Wie ist es für Dich eine so weiblich aufgeladene Traditionsmarke als Mann und Sohn zu führen?
Nicht leicht. Ich muss auf der einen Seite sehr sensibel sein. Auf der anderen Seite bin ich distanzierter, als meine Mutter. Sie ist als Frau viel enger mit ihren Mitarbeitern, sieht ihre Firma als Familie. Ich habe hingegen das Gefühl, dass ich professioneller führen muss, über Ziele, die wir vorgeben, mit Feedbackgesprächen. So führe ich eher auf einer professionellen Ebene, wohingegen sie bisher auf einer sehr emotionalen führte, was sicherlich auch daher rührte, dass sie alleinerziehende Mutter und Unternehmerin ist. Es herrschte immer eine große Nähe zwischen Privatem und der Firma. Meine Mutter wohnt heute immer noch im obersten Stock unseres Firmensitzes. Diese Nähe möchte ich nicht mehr haben. Denn das Geschäft hat sich sehr verändert, ist viel globaler geworden. Heute ist Iris von Arnim viel breiter aufgestellt. Wir produzieren z.B. wir nicht mehr nur Strick, sondern bieten eine ganze Konfektion, verschiedene Garne an. Die größere Aufstellung erfordert auch eine professionellere Führungsstruktur. Dazu: ich kann meine Mutter nicht imitieren. Ich bin weder Designer, noch Frau. Ich bin ein Mann.

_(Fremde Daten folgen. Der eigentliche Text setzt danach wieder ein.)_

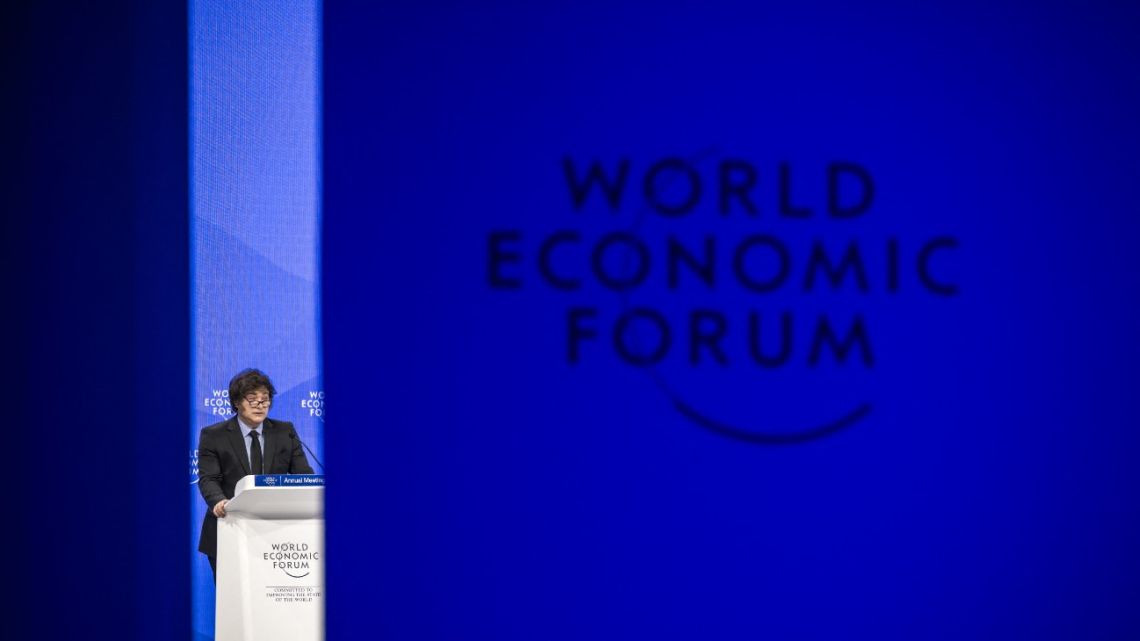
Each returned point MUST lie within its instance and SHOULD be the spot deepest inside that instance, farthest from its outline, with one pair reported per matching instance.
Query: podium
(271, 560)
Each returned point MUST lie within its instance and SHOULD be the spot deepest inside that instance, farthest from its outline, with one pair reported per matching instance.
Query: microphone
(292, 435)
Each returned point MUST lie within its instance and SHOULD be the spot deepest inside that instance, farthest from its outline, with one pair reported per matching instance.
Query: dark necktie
(255, 454)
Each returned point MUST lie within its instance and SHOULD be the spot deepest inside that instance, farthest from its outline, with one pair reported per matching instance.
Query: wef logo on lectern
(755, 273)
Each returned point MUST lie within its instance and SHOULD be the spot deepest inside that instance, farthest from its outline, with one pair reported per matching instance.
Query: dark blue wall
(95, 264)
(489, 486)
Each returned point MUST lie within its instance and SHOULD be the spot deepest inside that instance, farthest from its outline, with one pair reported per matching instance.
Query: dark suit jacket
(222, 462)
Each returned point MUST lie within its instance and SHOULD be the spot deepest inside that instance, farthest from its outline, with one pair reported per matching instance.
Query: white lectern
(271, 560)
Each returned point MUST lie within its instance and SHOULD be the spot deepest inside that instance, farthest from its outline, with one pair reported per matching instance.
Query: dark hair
(246, 381)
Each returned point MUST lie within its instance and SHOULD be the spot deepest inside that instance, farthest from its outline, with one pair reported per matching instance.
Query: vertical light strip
(254, 222)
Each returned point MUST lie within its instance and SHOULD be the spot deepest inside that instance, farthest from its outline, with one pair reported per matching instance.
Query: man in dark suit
(247, 444)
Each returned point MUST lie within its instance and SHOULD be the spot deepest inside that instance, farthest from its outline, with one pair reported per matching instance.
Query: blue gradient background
(509, 495)
(254, 116)
(990, 494)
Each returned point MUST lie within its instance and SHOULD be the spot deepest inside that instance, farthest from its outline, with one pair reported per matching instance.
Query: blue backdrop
(945, 453)
(254, 219)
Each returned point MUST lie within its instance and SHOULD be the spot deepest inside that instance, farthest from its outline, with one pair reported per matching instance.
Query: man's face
(254, 406)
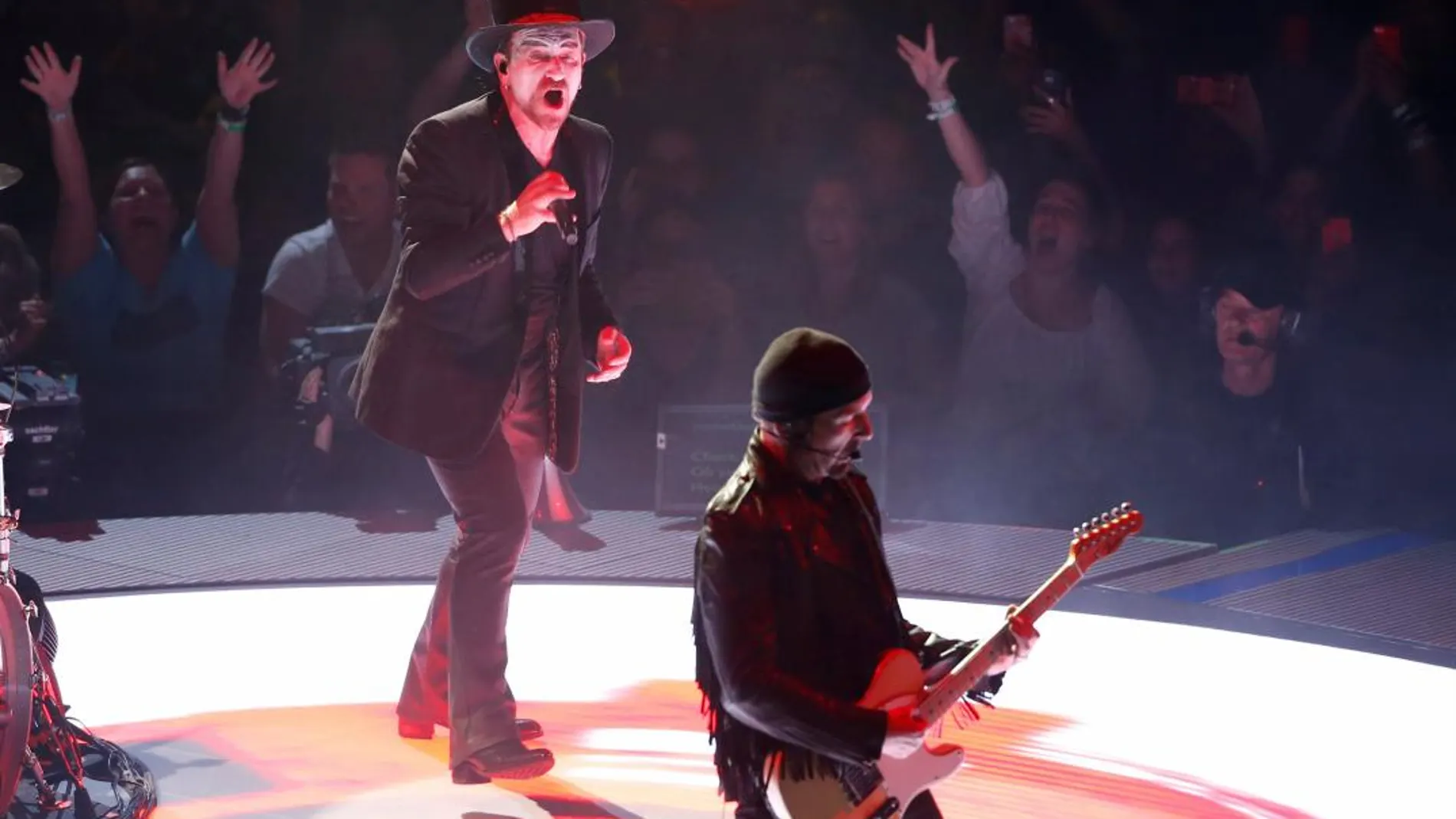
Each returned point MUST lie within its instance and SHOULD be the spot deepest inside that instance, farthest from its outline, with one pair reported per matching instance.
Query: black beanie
(805, 373)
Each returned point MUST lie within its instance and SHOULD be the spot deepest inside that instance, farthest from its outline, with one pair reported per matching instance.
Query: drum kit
(43, 749)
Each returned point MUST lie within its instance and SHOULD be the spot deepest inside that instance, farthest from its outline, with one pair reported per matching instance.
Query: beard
(828, 464)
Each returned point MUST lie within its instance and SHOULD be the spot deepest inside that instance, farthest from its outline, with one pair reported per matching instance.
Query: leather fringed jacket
(792, 613)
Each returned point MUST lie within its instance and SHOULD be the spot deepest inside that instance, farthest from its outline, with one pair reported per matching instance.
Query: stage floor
(255, 703)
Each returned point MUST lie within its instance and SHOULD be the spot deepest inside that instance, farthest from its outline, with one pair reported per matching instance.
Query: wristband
(941, 110)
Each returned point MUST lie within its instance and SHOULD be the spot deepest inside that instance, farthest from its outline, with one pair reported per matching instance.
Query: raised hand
(1051, 120)
(245, 79)
(613, 354)
(50, 80)
(532, 208)
(1242, 113)
(930, 70)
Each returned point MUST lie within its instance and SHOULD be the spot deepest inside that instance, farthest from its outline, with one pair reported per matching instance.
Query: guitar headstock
(1104, 534)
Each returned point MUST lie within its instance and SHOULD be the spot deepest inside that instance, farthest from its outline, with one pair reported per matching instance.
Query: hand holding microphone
(543, 201)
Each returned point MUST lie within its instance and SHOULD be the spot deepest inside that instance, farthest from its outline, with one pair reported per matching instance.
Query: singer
(482, 349)
(794, 601)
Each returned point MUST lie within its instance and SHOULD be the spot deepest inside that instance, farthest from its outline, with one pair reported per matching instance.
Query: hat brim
(485, 43)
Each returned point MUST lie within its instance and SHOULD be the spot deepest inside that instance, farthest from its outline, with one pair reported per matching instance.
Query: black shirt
(548, 259)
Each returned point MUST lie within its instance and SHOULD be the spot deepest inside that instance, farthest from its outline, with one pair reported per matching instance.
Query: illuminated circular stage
(278, 703)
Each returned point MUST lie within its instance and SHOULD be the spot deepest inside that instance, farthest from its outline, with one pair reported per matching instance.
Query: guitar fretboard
(970, 671)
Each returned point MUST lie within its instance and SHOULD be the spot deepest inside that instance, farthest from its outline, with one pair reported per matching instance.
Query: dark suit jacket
(444, 351)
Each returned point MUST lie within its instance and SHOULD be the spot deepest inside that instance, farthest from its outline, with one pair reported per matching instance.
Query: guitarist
(794, 600)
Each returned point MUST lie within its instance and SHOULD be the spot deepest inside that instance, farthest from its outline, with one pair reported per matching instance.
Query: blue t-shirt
(149, 352)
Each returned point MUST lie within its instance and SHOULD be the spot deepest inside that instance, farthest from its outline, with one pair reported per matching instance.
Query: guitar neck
(962, 678)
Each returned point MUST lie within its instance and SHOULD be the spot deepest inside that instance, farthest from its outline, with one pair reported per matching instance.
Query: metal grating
(930, 559)
(1410, 597)
(1261, 555)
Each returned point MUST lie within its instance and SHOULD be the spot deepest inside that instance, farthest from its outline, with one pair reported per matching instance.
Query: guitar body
(907, 771)
(907, 767)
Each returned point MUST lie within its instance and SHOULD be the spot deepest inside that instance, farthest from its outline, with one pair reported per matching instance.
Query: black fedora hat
(529, 14)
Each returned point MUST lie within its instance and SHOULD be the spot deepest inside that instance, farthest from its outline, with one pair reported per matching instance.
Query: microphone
(1247, 338)
(852, 456)
(566, 221)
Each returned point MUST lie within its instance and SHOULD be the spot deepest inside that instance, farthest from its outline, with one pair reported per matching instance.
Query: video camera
(334, 351)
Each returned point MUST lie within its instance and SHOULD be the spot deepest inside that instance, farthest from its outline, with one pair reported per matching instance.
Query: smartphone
(1295, 40)
(1388, 40)
(1017, 34)
(1337, 234)
(1205, 90)
(1051, 87)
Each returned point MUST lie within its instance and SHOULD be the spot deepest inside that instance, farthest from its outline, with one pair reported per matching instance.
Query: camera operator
(323, 291)
(1231, 445)
(330, 275)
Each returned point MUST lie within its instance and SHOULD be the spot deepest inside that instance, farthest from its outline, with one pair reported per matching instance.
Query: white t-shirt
(1025, 390)
(312, 275)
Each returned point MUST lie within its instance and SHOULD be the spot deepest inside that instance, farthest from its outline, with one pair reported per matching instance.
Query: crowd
(1172, 252)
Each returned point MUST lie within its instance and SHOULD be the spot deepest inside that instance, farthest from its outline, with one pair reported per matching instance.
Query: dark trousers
(456, 674)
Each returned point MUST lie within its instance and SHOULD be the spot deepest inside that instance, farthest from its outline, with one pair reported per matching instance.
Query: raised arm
(76, 229)
(218, 204)
(733, 611)
(982, 242)
(931, 73)
(596, 313)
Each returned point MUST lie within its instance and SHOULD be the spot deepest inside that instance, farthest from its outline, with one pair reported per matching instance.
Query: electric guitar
(907, 768)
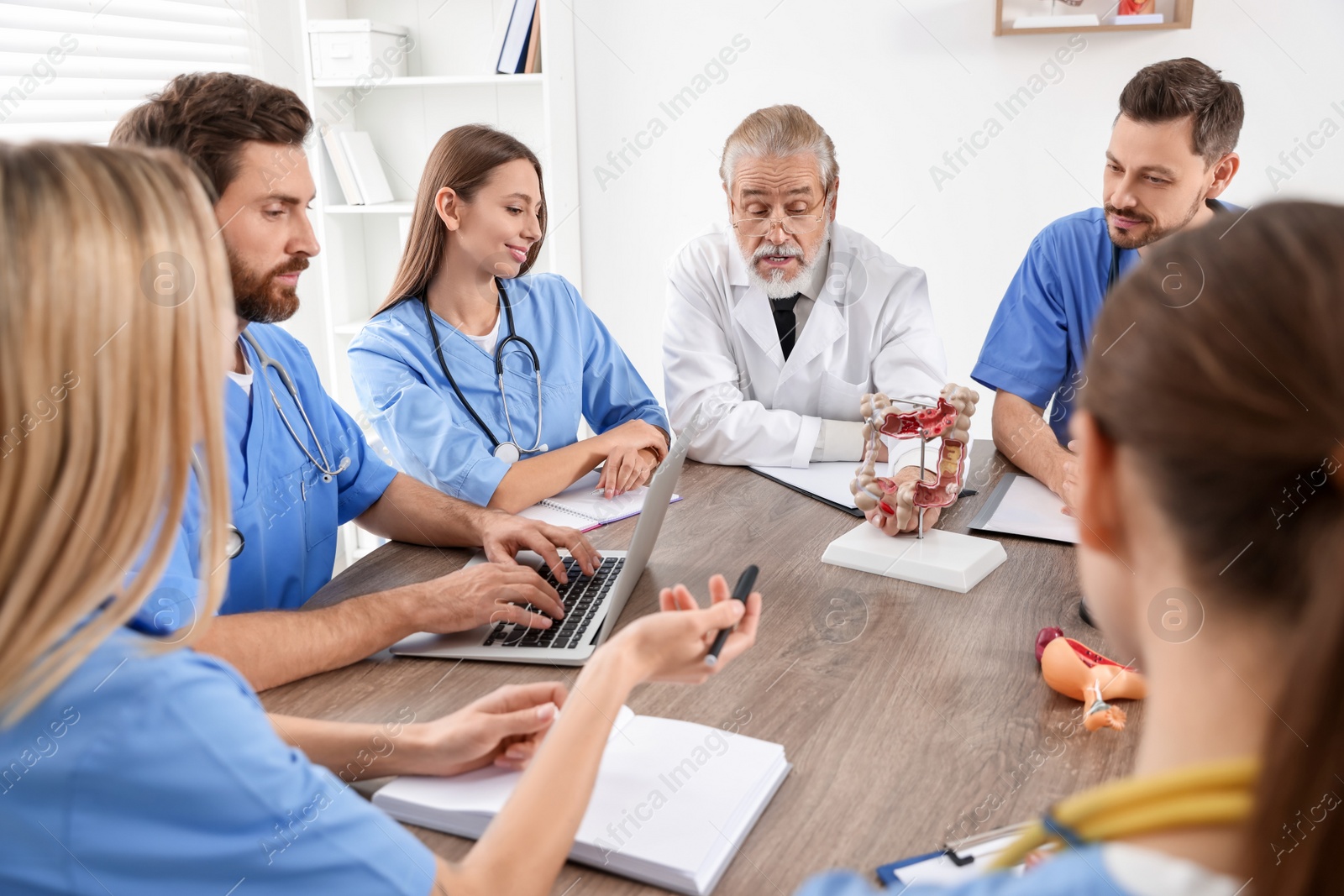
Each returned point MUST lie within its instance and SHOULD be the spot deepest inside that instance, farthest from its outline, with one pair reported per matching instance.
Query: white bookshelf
(450, 81)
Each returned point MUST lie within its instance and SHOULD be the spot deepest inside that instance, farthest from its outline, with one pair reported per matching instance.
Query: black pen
(739, 593)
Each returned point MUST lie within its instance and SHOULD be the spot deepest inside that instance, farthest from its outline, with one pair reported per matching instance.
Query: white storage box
(354, 47)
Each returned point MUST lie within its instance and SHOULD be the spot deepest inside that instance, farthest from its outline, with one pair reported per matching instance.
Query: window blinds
(69, 69)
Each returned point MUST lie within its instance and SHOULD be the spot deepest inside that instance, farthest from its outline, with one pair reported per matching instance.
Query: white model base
(941, 559)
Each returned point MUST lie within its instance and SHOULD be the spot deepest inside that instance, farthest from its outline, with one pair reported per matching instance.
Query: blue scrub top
(158, 773)
(1079, 872)
(1041, 333)
(430, 434)
(286, 513)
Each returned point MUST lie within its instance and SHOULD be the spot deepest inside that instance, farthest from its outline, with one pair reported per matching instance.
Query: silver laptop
(591, 604)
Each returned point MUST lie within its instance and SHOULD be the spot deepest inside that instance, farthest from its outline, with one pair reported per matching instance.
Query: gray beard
(776, 286)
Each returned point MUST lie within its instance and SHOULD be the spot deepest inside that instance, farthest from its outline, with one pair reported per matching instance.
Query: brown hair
(124, 335)
(1187, 89)
(464, 160)
(210, 116)
(1234, 403)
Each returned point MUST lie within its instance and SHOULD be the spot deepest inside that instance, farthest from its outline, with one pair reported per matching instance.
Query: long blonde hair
(113, 329)
(463, 159)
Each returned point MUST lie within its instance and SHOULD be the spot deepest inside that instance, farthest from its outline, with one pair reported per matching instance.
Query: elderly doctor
(780, 325)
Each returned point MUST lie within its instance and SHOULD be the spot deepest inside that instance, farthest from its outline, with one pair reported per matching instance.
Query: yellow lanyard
(1216, 793)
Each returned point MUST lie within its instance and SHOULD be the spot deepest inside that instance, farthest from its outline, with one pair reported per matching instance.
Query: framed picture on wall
(1050, 16)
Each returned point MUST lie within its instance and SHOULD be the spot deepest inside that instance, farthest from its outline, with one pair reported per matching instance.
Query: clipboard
(847, 508)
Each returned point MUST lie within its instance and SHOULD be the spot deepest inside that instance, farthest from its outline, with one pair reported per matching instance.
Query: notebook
(585, 510)
(672, 804)
(1021, 506)
(830, 481)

Und ich wünsche mir mehr Vielfalt! Versuche mehr Männer in unser Team zu bringen. Bevor ich kam, gab es in unserem Unternehmen nur Frauen.
Wie ähneln oder unterscheiden sich Eure Führungsstile?
Iris ist extrem in allem drin und dran, da sie alle Produktionsschritte schon mal selbst ausgeführt hat. Sie möchte alles kontrollieren, überwachen und sehen. Sie ist dabei der "Zuckerbrot und Peitsche-Typ". Sie kann in den Himmel loben, aber auch sehr hart sein, wenn jemand nicht ausführt, was sie mehrmals erklärt hat. Das nimmt sie dann auch mal persönlich. Ich mein Führungsstil ist ruhiger. Man kann heute nicht mehr mit einer Brechstange ein Unternehmen führen. Motivation, Respekt, der Austausch über Ziele des Unternehmens und das Gefühl, vom Arbeitgeber gehört zu werden, sind entscheidend. Es ist wichtig auf Mitarbeiter einzugehen und sie nach ihren Möglichkeiten zu führen.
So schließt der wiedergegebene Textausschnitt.